El Banco de España no quebró en 2022 ni en 2023, aunque su patrimonio neto corregido lo estuviera, ni va a quebrar en 2026, porque el patrimonio neto corregido ya no lo está. La pregunta interesante no era nunca, en realidad, si quebraría —no lo iba a hacer, por las razones que ya expuse hace un año: los billetes en circulación operan como patrimonio del banco emisor mientras éste mantenga balance separado del del Tesoro—. La pregunta interesante era, y sigue siendo, quién paga la cuenta. La respuesta de 2025 ya la tenemos: en una parte la pagó el propio BdE, vía margen de intereses negativo, hasta que el BCE decidió que ya bastaba; en otra parte la sigue pagando el depositante bancario, que se lleva la peor remuneración posible en cualquier escenario; y en otra parte, creciente, la va a pagar el contribuyente futuro a medida que el Tesoro renueve deuda vieja al 3,5% o más.

En otro lugar he sostenido que el cambio de régimen de la deuda española opera por tres vías: el regreso de los tipos a la media histórica anterior a 2008, el muro de refinanciación del bienio 2026-2027 y la sustitución del comprador cautivo —el BdE— por el comprador exigente —los no residentes, ya por encima del cincuenta por ciento del saldo vivo de bonos y obligaciones—. Lo que aquí se ha contado es la otra cara de la primera y la tercera de aquellas vías: el balance del BdE se sanea, en buena medida, porque deja de comprar y porque paga menos por lo que ya tiene. El que entra en su lugar no responde a ningún mandato; responde al precio. Y los precios, conviene recordarlo, los pone el mercado, no el supervisor.

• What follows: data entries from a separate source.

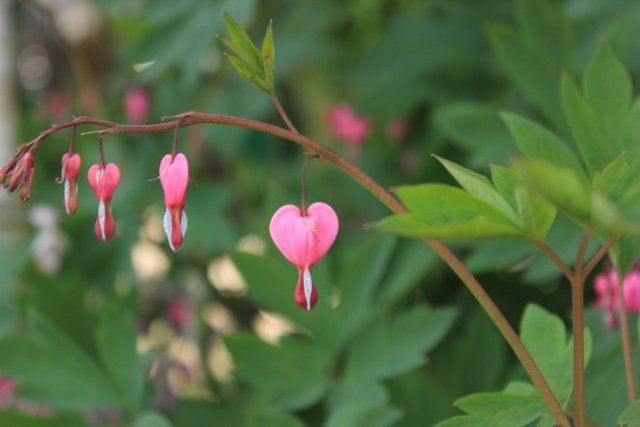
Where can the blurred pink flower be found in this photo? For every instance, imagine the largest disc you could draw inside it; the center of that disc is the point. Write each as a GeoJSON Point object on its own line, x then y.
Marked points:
{"type": "Point", "coordinates": [346, 125]}
{"type": "Point", "coordinates": [304, 240]}
{"type": "Point", "coordinates": [136, 105]}
{"type": "Point", "coordinates": [607, 297]}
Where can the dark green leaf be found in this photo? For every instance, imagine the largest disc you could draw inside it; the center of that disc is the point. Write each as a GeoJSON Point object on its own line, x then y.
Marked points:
{"type": "Point", "coordinates": [390, 347]}
{"type": "Point", "coordinates": [151, 419]}
{"type": "Point", "coordinates": [293, 375]}
{"type": "Point", "coordinates": [479, 187]}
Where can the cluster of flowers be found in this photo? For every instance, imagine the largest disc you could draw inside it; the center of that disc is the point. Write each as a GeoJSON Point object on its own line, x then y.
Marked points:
{"type": "Point", "coordinates": [104, 179]}
{"type": "Point", "coordinates": [608, 299]}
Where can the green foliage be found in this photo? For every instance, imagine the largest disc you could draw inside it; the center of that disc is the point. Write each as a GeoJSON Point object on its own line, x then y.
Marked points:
{"type": "Point", "coordinates": [545, 337]}
{"type": "Point", "coordinates": [255, 66]}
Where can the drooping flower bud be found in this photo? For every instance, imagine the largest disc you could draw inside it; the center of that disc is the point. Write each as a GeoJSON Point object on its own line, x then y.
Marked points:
{"type": "Point", "coordinates": [22, 173]}
{"type": "Point", "coordinates": [304, 240]}
{"type": "Point", "coordinates": [70, 169]}
{"type": "Point", "coordinates": [174, 177]}
{"type": "Point", "coordinates": [104, 181]}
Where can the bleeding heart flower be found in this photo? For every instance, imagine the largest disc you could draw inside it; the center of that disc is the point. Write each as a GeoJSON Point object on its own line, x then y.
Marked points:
{"type": "Point", "coordinates": [174, 176]}
{"type": "Point", "coordinates": [104, 182]}
{"type": "Point", "coordinates": [303, 240]}
{"type": "Point", "coordinates": [347, 125]}
{"type": "Point", "coordinates": [70, 168]}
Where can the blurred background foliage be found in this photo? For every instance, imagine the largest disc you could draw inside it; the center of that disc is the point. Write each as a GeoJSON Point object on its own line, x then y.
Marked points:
{"type": "Point", "coordinates": [128, 333]}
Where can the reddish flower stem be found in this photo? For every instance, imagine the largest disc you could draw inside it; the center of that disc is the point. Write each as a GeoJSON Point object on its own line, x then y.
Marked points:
{"type": "Point", "coordinates": [325, 153]}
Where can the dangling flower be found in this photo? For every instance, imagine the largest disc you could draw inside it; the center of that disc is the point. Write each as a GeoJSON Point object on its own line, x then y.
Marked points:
{"type": "Point", "coordinates": [174, 176]}
{"type": "Point", "coordinates": [303, 240]}
{"type": "Point", "coordinates": [21, 176]}
{"type": "Point", "coordinates": [70, 168]}
{"type": "Point", "coordinates": [104, 181]}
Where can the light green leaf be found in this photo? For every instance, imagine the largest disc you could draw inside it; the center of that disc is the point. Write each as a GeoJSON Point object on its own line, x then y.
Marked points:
{"type": "Point", "coordinates": [595, 148]}
{"type": "Point", "coordinates": [534, 140]}
{"type": "Point", "coordinates": [631, 416]}
{"type": "Point", "coordinates": [360, 404]}
{"type": "Point", "coordinates": [242, 45]}
{"type": "Point", "coordinates": [151, 419]}
{"type": "Point", "coordinates": [560, 186]}
{"type": "Point", "coordinates": [390, 347]}
{"type": "Point", "coordinates": [293, 375]}
{"type": "Point", "coordinates": [116, 342]}
{"type": "Point", "coordinates": [545, 337]}
{"type": "Point", "coordinates": [536, 214]}
{"type": "Point", "coordinates": [269, 58]}
{"type": "Point", "coordinates": [445, 212]}
{"type": "Point", "coordinates": [479, 187]}
{"type": "Point", "coordinates": [496, 410]}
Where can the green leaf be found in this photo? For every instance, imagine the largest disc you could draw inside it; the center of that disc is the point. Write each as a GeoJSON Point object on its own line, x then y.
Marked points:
{"type": "Point", "coordinates": [545, 337]}
{"type": "Point", "coordinates": [496, 410]}
{"type": "Point", "coordinates": [52, 370]}
{"type": "Point", "coordinates": [445, 212]}
{"type": "Point", "coordinates": [242, 45]}
{"type": "Point", "coordinates": [479, 187]}
{"type": "Point", "coordinates": [116, 341]}
{"type": "Point", "coordinates": [359, 404]}
{"type": "Point", "coordinates": [151, 419]}
{"type": "Point", "coordinates": [631, 415]}
{"type": "Point", "coordinates": [536, 214]}
{"type": "Point", "coordinates": [293, 375]}
{"type": "Point", "coordinates": [19, 419]}
{"type": "Point", "coordinates": [389, 347]}
{"type": "Point", "coordinates": [534, 140]}
{"type": "Point", "coordinates": [269, 58]}
{"type": "Point", "coordinates": [560, 186]}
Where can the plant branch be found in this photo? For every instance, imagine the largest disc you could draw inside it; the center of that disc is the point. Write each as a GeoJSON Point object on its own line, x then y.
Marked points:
{"type": "Point", "coordinates": [325, 153]}
{"type": "Point", "coordinates": [283, 113]}
{"type": "Point", "coordinates": [626, 345]}
{"type": "Point", "coordinates": [554, 258]}
{"type": "Point", "coordinates": [591, 264]}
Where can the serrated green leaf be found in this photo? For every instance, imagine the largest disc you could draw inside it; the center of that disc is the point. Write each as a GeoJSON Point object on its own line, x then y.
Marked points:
{"type": "Point", "coordinates": [545, 337]}
{"type": "Point", "coordinates": [445, 212]}
{"type": "Point", "coordinates": [496, 410]}
{"type": "Point", "coordinates": [479, 186]}
{"type": "Point", "coordinates": [243, 46]}
{"type": "Point", "coordinates": [505, 181]}
{"type": "Point", "coordinates": [560, 186]}
{"type": "Point", "coordinates": [54, 371]}
{"type": "Point", "coordinates": [390, 347]}
{"type": "Point", "coordinates": [293, 375]}
{"type": "Point", "coordinates": [536, 214]}
{"type": "Point", "coordinates": [360, 404]}
{"type": "Point", "coordinates": [596, 151]}
{"type": "Point", "coordinates": [631, 415]}
{"type": "Point", "coordinates": [151, 419]}
{"type": "Point", "coordinates": [246, 72]}
{"type": "Point", "coordinates": [534, 140]}
{"type": "Point", "coordinates": [116, 342]}
{"type": "Point", "coordinates": [269, 58]}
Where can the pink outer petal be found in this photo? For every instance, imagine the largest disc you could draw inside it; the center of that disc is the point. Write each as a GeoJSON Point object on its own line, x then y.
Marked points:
{"type": "Point", "coordinates": [303, 241]}
{"type": "Point", "coordinates": [632, 292]}
{"type": "Point", "coordinates": [174, 177]}
{"type": "Point", "coordinates": [104, 181]}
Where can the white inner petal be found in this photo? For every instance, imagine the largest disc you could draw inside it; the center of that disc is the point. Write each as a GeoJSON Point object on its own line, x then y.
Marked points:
{"type": "Point", "coordinates": [66, 196]}
{"type": "Point", "coordinates": [184, 223]}
{"type": "Point", "coordinates": [101, 219]}
{"type": "Point", "coordinates": [166, 224]}
{"type": "Point", "coordinates": [308, 286]}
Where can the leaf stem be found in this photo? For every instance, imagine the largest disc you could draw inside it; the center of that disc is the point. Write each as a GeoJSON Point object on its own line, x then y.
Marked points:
{"type": "Point", "coordinates": [325, 153]}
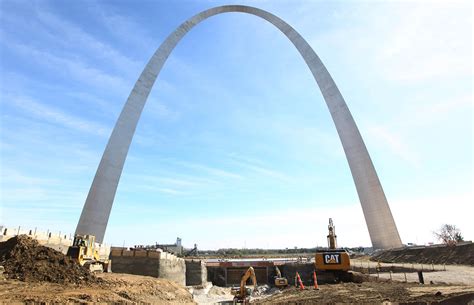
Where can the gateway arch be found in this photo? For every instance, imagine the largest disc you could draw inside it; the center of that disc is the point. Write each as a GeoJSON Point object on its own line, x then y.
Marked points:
{"type": "Point", "coordinates": [95, 214]}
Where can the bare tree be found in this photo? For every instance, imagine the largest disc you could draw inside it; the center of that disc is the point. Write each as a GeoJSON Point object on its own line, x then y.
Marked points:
{"type": "Point", "coordinates": [449, 234]}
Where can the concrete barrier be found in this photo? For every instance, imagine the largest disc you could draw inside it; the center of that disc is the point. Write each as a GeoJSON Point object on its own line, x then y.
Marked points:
{"type": "Point", "coordinates": [151, 263]}
{"type": "Point", "coordinates": [196, 273]}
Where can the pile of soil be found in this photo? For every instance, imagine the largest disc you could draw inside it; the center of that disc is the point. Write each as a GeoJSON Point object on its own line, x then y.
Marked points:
{"type": "Point", "coordinates": [459, 254]}
{"type": "Point", "coordinates": [26, 260]}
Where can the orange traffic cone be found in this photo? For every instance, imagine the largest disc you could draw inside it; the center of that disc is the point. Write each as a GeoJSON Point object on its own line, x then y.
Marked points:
{"type": "Point", "coordinates": [299, 280]}
{"type": "Point", "coordinates": [315, 280]}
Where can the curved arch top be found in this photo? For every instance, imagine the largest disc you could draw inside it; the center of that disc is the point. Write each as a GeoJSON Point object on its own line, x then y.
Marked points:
{"type": "Point", "coordinates": [95, 214]}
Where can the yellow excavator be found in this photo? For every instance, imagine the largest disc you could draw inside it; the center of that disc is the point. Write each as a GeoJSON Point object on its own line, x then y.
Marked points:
{"type": "Point", "coordinates": [242, 295]}
{"type": "Point", "coordinates": [84, 250]}
{"type": "Point", "coordinates": [332, 264]}
{"type": "Point", "coordinates": [280, 281]}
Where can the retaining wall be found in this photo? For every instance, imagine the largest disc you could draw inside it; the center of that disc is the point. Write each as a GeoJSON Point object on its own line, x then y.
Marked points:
{"type": "Point", "coordinates": [151, 263]}
{"type": "Point", "coordinates": [196, 273]}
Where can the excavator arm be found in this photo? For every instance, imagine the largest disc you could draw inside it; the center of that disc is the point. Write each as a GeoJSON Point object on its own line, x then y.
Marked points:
{"type": "Point", "coordinates": [250, 273]}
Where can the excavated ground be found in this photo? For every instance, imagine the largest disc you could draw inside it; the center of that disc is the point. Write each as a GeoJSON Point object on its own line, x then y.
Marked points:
{"type": "Point", "coordinates": [457, 254]}
{"type": "Point", "coordinates": [34, 273]}
{"type": "Point", "coordinates": [26, 260]}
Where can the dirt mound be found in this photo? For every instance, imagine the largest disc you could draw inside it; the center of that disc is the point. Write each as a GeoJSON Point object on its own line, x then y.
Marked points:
{"type": "Point", "coordinates": [459, 254]}
{"type": "Point", "coordinates": [26, 260]}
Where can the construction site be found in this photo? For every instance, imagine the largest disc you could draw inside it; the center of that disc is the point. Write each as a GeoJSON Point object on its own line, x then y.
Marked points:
{"type": "Point", "coordinates": [206, 181]}
{"type": "Point", "coordinates": [56, 270]}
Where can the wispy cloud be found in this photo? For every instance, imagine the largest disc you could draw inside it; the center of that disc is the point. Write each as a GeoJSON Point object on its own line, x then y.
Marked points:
{"type": "Point", "coordinates": [68, 34]}
{"type": "Point", "coordinates": [213, 171]}
{"type": "Point", "coordinates": [71, 68]}
{"type": "Point", "coordinates": [48, 113]}
{"type": "Point", "coordinates": [395, 144]}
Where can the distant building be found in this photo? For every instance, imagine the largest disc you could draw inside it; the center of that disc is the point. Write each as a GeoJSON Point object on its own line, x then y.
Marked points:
{"type": "Point", "coordinates": [176, 248]}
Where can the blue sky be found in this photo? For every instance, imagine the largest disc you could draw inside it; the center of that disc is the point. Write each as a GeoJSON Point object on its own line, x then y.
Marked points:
{"type": "Point", "coordinates": [236, 147]}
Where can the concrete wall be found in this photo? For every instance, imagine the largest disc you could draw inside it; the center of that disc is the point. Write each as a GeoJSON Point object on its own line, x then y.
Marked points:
{"type": "Point", "coordinates": [196, 273]}
{"type": "Point", "coordinates": [151, 263]}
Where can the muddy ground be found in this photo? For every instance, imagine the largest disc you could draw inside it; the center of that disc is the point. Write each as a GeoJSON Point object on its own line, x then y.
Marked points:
{"type": "Point", "coordinates": [375, 293]}
{"type": "Point", "coordinates": [113, 288]}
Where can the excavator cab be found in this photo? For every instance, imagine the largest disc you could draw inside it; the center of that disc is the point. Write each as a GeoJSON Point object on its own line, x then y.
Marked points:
{"type": "Point", "coordinates": [242, 294]}
{"type": "Point", "coordinates": [332, 264]}
{"type": "Point", "coordinates": [280, 281]}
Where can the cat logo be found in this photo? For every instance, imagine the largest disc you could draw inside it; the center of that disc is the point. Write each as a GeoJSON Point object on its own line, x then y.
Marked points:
{"type": "Point", "coordinates": [332, 258]}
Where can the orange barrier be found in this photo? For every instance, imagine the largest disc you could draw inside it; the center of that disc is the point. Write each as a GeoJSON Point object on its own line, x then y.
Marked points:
{"type": "Point", "coordinates": [315, 280]}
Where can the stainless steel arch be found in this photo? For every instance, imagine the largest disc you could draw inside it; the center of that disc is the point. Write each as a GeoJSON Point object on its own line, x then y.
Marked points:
{"type": "Point", "coordinates": [95, 214]}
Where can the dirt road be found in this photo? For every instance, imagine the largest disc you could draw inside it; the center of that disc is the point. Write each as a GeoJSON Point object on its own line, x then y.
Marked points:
{"type": "Point", "coordinates": [113, 288]}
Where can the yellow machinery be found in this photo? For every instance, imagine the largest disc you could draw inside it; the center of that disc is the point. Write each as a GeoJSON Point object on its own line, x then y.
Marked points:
{"type": "Point", "coordinates": [280, 281]}
{"type": "Point", "coordinates": [84, 250]}
{"type": "Point", "coordinates": [242, 294]}
{"type": "Point", "coordinates": [334, 263]}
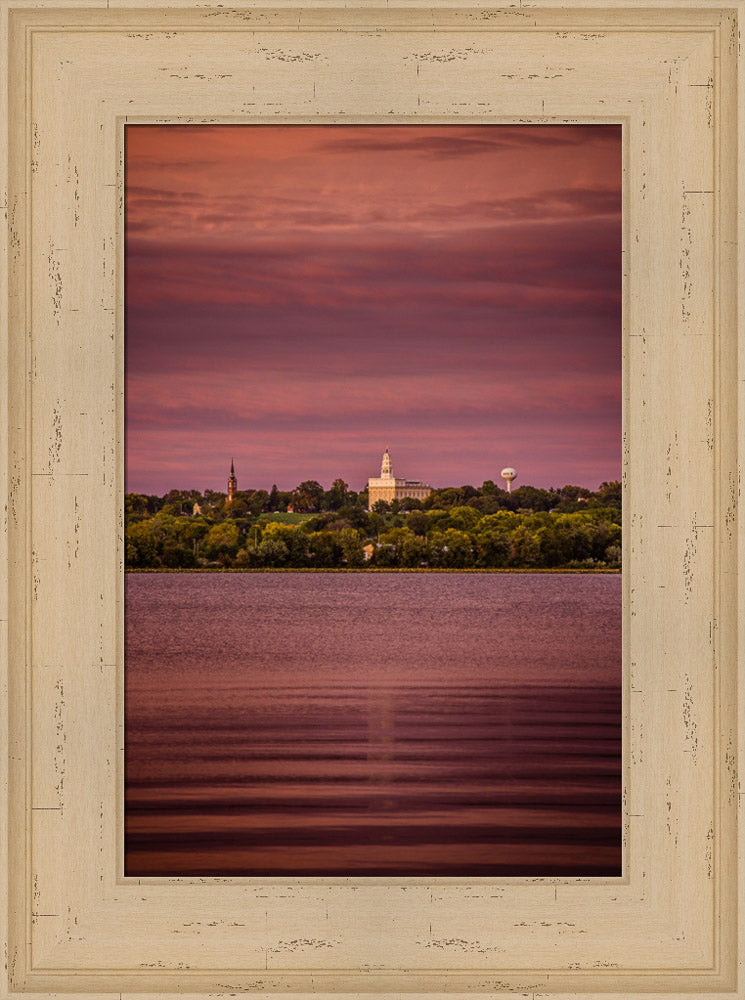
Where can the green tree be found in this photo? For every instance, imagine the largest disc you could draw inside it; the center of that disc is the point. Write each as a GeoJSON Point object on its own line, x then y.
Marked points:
{"type": "Point", "coordinates": [221, 541]}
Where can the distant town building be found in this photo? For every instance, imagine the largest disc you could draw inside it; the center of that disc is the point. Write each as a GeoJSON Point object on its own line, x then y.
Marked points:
{"type": "Point", "coordinates": [388, 488]}
{"type": "Point", "coordinates": [232, 484]}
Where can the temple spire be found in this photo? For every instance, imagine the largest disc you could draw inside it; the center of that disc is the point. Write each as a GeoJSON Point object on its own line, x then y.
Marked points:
{"type": "Point", "coordinates": [232, 483]}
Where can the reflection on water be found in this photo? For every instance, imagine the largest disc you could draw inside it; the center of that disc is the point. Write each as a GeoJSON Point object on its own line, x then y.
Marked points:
{"type": "Point", "coordinates": [388, 724]}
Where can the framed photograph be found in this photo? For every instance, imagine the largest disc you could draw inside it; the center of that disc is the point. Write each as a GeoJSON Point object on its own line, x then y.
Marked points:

No me culpen, una vez más, a los gobernadores del BdE: ni al recién llegado ni al anterior. La política monetaria les sigue viniendo dada. La buena noticia de 2025 —que el margen de intereses negativo casi se haya anulado— no es mérito suyo. La mala noticia —que el coste se haya desplazado al ahorrador y al contribuyente— tampoco es responsabilidad suya. Pero en ambos casos sigue siendo el mismo problema, sólo que con otro nombre y en otro balance.